Née en 1960, à ce qu’il paraît — et si on la croit -, Nadine Agostini consulte chaque année les magazines de consommateurs qui étudient et analysent les produits antirides. « Son père n’était pas Arsène Lupin. Sa mère n’était pas Marilyn Monroe. En conséquence, Nadine Agostini n’est pas Rita Hayworth. Le premier jour du mois, elle mange des lentilles » ajoute-t-elle en proscrivant un je qui reste pour elle toujours un autre. Sa vraie vie est donc un roman qu’elle décline par antiphrases avec Dans ma tête et selon l’injonction de la phrase (de Henry James) qu’elle affectionne : “Il est temps de vivre la vie que tu t’es imaginée.“
Elle y tente l’impossible : à savoir un entretien aussi infini qu’en morceaux avec une destinatrice définie ainsi : « tu ne peux savoir comment je pense tant que tu n’as pas dans la tête ce qu’il y a dans la mienne ». Mais cette femme n’est qu’un leurre ou plutôt son propre double : une « dame au fichu qui est loin d’être fichue ». Qu’importe si elle n’a « jamais fait l’amour avec un bûcheron » — ce qui reste une hypothèse douteuse. Mais de toute façon cela ne nous regarde pas. Tout ce qu’on retiendra est contenu dans des images angoissantes (tirées entre autre du « Titanic » et de « La leçon de piano »).

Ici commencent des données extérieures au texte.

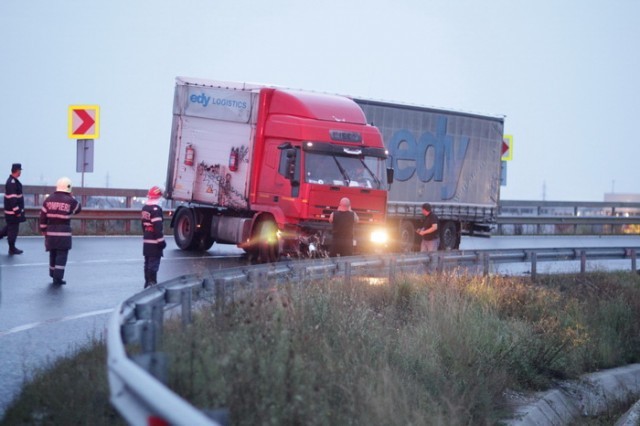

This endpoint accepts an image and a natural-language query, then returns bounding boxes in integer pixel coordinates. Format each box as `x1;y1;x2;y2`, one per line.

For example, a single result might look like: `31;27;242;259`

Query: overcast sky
0;0;640;201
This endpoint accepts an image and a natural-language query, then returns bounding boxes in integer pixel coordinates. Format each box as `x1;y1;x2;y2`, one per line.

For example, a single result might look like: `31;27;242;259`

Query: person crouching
142;186;167;288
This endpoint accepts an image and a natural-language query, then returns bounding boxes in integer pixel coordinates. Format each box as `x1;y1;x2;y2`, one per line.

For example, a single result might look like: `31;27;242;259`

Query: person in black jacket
329;197;358;257
0;163;27;255
142;186;167;288
40;177;82;285
416;203;440;252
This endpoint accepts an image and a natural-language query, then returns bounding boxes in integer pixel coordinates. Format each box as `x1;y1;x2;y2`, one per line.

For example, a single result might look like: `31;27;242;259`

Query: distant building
604;193;640;220
604;193;640;203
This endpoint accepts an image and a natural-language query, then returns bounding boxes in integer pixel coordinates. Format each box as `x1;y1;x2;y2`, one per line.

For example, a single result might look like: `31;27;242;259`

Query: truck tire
195;234;215;251
438;220;460;250
398;220;418;252
256;219;280;263
173;208;198;250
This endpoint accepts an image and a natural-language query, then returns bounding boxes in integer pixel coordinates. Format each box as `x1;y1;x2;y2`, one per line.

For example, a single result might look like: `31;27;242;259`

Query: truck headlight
371;229;389;244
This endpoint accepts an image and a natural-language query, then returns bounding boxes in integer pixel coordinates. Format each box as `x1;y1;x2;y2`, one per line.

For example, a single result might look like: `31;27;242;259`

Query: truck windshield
304;152;386;189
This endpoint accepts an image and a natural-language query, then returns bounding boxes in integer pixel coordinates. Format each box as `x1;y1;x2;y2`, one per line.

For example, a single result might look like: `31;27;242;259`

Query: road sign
500;135;513;161
69;105;100;139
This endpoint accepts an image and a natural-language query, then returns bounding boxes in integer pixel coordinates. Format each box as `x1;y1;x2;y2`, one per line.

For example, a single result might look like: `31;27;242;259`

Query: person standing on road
329;197;358;257
416;203;440;252
0;163;27;255
142;186;167;288
40;177;82;285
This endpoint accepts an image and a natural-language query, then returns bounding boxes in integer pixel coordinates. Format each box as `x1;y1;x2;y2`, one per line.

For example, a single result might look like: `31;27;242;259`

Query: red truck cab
249;88;387;253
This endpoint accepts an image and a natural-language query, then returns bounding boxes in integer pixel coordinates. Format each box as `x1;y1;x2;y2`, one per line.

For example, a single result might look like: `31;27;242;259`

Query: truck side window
278;148;300;197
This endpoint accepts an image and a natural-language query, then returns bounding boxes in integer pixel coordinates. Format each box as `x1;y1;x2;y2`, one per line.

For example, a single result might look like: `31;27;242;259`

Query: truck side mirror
286;149;300;186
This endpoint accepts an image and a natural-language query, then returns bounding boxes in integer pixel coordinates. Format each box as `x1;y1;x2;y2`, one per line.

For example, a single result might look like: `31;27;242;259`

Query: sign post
69;105;100;187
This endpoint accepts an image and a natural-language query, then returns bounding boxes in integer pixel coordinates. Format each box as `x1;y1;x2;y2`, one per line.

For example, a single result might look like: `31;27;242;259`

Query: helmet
147;186;162;200
56;177;71;193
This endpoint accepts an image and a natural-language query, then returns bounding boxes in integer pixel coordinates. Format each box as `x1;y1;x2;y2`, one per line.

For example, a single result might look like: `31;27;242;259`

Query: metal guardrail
0;184;640;235
107;246;640;425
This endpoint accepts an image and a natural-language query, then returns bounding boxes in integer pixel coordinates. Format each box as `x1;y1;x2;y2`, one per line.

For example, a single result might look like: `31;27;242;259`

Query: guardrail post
140;320;156;354
435;253;444;274
344;262;351;285
180;288;192;329
389;257;398;285
531;251;538;280
482;253;489;277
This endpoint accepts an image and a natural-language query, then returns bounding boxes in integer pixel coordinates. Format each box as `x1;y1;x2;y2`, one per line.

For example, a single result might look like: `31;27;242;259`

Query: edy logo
189;93;211;108
388;117;469;200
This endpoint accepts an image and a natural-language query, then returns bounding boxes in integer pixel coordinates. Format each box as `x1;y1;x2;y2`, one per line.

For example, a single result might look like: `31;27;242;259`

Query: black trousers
144;256;161;272
0;222;20;247
49;249;69;280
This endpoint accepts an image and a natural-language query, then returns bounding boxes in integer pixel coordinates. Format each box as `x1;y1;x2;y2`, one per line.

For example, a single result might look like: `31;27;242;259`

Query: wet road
0;236;640;418
0;237;246;418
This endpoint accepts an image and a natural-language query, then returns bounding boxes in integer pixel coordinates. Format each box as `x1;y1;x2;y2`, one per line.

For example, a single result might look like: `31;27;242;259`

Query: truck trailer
165;77;393;262
355;99;504;251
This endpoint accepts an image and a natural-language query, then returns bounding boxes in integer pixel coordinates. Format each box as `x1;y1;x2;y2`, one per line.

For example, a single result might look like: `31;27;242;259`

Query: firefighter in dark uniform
329;197;358;257
40;177;82;285
141;186;167;288
0;163;27;255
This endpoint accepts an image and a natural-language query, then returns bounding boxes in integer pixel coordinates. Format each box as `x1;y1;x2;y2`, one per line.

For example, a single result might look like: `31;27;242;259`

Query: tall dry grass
2;272;640;425
161;273;640;425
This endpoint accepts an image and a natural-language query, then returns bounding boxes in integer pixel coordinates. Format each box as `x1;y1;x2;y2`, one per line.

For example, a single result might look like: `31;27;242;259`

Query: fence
107;247;640;425
0;185;640;235
494;200;640;235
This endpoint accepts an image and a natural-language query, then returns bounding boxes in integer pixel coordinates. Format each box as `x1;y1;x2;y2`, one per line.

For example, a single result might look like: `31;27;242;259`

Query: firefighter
40;177;82;285
329;197;359;257
0;163;27;255
142;186;167;288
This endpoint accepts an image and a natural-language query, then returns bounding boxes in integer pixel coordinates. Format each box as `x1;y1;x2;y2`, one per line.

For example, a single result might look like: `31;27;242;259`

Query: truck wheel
195;234;215;251
256;220;280;263
439;220;460;250
399;220;417;252
173;208;197;250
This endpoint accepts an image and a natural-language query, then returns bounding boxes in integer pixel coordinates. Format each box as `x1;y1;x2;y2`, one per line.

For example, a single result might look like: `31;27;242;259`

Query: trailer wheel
256;219;280;263
399;220;417;252
173;208;198;250
439;220;460;250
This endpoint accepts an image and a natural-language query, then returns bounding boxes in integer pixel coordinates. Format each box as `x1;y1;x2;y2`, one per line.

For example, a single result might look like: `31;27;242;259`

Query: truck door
258;139;300;215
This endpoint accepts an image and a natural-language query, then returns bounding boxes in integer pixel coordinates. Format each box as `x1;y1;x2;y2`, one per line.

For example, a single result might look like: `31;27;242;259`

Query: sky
0;0;640;201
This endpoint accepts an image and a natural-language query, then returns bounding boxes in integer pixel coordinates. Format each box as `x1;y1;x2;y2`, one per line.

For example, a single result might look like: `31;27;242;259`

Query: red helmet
147;186;162;200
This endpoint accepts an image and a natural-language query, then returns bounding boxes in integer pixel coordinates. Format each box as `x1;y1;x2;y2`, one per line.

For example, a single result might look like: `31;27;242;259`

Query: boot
9;246;24;255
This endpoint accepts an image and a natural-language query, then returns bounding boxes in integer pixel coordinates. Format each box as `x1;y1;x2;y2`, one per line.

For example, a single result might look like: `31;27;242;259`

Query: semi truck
165;77;504;262
355;99;504;251
165;77;393;262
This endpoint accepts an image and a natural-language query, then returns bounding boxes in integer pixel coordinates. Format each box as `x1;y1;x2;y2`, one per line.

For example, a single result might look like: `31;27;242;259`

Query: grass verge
3;272;640;425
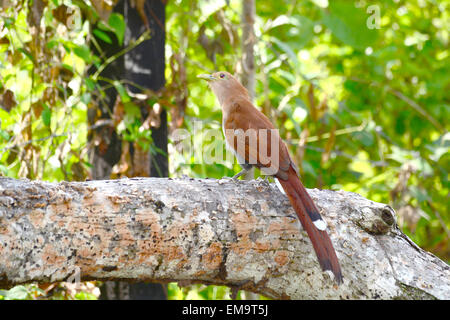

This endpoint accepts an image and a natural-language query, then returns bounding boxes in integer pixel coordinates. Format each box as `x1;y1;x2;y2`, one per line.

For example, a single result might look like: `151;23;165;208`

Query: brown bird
198;71;342;283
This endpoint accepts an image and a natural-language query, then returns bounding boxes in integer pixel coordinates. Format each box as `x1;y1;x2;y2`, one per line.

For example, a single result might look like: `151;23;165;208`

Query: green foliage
0;0;450;299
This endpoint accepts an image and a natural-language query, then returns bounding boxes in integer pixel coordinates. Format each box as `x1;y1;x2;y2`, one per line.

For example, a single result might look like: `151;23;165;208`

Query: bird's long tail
278;167;342;283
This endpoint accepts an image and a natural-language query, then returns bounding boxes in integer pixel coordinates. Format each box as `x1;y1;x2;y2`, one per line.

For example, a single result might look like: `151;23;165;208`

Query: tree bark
0;178;450;299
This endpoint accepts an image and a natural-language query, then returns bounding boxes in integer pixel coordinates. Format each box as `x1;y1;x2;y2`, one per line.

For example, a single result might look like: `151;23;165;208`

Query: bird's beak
197;74;217;81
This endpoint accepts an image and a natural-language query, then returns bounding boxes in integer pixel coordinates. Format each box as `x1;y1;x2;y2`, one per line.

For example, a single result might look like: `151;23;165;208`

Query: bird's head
198;71;248;104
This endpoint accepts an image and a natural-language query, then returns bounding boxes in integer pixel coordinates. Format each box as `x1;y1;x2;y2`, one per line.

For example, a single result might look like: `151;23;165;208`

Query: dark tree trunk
90;0;169;300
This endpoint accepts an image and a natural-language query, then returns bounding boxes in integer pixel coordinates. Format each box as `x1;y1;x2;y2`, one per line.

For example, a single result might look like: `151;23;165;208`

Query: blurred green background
0;0;450;299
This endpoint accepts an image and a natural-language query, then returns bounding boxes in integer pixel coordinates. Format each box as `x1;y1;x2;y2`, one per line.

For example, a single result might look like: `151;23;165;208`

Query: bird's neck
218;92;250;120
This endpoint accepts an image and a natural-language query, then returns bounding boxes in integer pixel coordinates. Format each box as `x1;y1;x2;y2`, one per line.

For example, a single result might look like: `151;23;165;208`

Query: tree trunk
0;178;450;299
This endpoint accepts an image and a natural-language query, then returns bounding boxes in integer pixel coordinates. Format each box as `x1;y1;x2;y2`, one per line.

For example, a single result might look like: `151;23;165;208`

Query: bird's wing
224;99;292;178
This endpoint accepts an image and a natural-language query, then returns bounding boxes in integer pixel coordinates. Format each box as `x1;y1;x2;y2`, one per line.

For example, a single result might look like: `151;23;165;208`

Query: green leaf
41;103;52;127
114;81;131;103
84;78;95;91
108;12;125;45
73;44;92;63
322;0;378;50
19;48;34;63
93;29;112;44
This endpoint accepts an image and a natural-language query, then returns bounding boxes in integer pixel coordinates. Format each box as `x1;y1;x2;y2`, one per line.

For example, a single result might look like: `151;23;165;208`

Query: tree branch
0;177;450;299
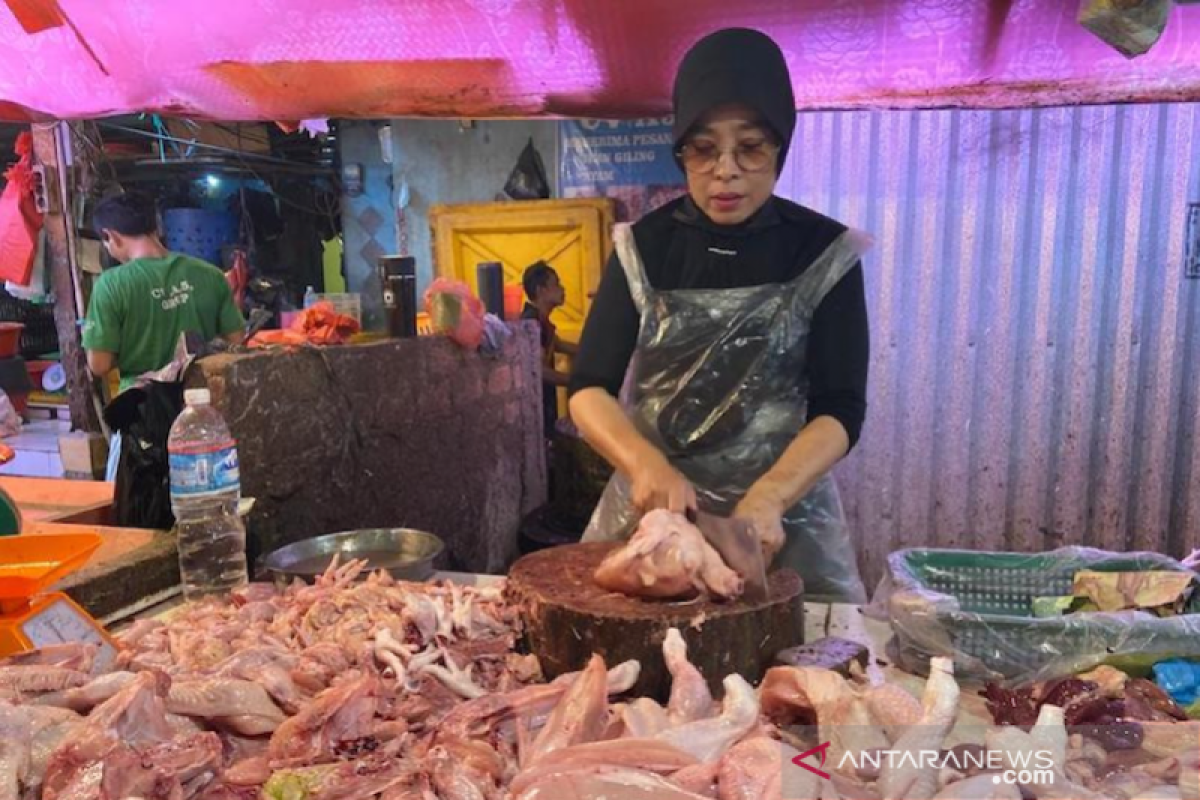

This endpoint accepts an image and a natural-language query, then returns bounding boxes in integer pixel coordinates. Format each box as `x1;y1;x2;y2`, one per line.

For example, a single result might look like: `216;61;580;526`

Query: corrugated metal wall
780;104;1200;582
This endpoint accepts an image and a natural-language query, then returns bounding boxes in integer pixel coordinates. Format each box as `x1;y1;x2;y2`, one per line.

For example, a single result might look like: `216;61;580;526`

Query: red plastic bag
425;278;484;350
248;302;361;348
0;131;42;287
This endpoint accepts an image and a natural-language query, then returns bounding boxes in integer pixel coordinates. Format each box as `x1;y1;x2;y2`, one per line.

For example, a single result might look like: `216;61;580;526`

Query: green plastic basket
888;547;1200;678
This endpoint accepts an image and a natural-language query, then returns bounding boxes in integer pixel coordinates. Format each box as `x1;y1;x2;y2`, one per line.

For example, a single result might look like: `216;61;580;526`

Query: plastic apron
583;224;866;603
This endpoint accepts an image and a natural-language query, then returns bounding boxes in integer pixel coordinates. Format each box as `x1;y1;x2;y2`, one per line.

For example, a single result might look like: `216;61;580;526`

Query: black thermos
475;261;504;319
379;255;416;338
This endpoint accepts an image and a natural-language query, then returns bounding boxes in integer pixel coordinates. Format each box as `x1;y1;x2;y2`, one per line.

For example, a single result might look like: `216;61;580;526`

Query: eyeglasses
678;139;779;175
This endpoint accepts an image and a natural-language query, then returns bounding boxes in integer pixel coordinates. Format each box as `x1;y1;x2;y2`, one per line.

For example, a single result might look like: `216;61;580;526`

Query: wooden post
34;122;102;433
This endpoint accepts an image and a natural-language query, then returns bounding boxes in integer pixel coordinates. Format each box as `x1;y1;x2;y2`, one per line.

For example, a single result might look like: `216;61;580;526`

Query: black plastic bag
104;381;184;530
504;137;550;200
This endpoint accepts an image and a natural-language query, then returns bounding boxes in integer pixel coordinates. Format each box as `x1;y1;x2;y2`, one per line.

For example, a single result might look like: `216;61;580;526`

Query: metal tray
259;528;445;583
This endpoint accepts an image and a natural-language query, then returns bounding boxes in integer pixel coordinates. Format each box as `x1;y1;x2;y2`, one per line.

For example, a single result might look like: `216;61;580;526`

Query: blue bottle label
168;446;241;498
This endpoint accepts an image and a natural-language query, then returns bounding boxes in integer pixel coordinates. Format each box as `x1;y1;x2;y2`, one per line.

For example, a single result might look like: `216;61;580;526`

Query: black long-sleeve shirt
570;191;870;446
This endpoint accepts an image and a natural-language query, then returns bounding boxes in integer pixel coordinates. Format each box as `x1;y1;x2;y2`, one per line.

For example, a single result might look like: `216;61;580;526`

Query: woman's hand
630;447;696;513
733;489;785;569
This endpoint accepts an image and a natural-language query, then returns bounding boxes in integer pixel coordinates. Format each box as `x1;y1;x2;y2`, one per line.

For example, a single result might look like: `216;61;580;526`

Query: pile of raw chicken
0;556;1196;800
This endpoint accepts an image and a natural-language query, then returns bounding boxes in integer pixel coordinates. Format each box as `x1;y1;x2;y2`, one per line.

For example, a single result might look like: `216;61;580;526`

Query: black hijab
672;28;796;169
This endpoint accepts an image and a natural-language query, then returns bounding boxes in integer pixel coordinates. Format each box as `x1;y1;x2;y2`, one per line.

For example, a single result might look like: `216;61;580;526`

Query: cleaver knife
689;511;767;603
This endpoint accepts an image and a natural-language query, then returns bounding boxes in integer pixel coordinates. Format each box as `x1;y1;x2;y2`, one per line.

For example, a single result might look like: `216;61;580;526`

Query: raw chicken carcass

Se déclinent des anti-mémoires drôles et graves bien plus profondes qu’il n’y paraît. Entre temps Nadine Agostini désherbe l’escalier de son jardin, contemple ses fleurs, se dit créole puis reprend ses digressions verbales afin de nous ré-enchanter de ses phrases qui se veulent anti-frasques mais où crèche outre-langue les reliquats des tréfonds du cerveau. On est loin des lacan-dira-t-on ou dans des diktats puisque la négation fait office de sésame. Le tout en des suites de descentes qui ne sont de fait que des remontées.
Le tragique de l’existence ne se livre que par la dérision et l’éclat de rire salvateur. Nadine Agostini reste ainsi la funambule perchée sur le verbe. Elle le met en chaleur par un rire souverain et de sacrés coups de reins physiques et intellectuels. Ils scandent et « esclandrent » ce qui passe dans la tête afin que l’ironie du sort en sorte plus vivante qu’hier et bien moins que demain. Le tout selon l’injonction du vieux Totor (Hugo) que l’auteure n’aime pas mais dont elle chérie la phrase (qu’elle garde dans son sac) : “Aujourd’hui est le premier jour du reste de ma vie.“A chacun d’eux suffit sa peine. Et son plaisir idem.
jean-paul gavard-perret
Nadine Agostini, Dans ma tête, Editions dernier Télégramme, Limoges, 2015, 48 p. - 9,00 €.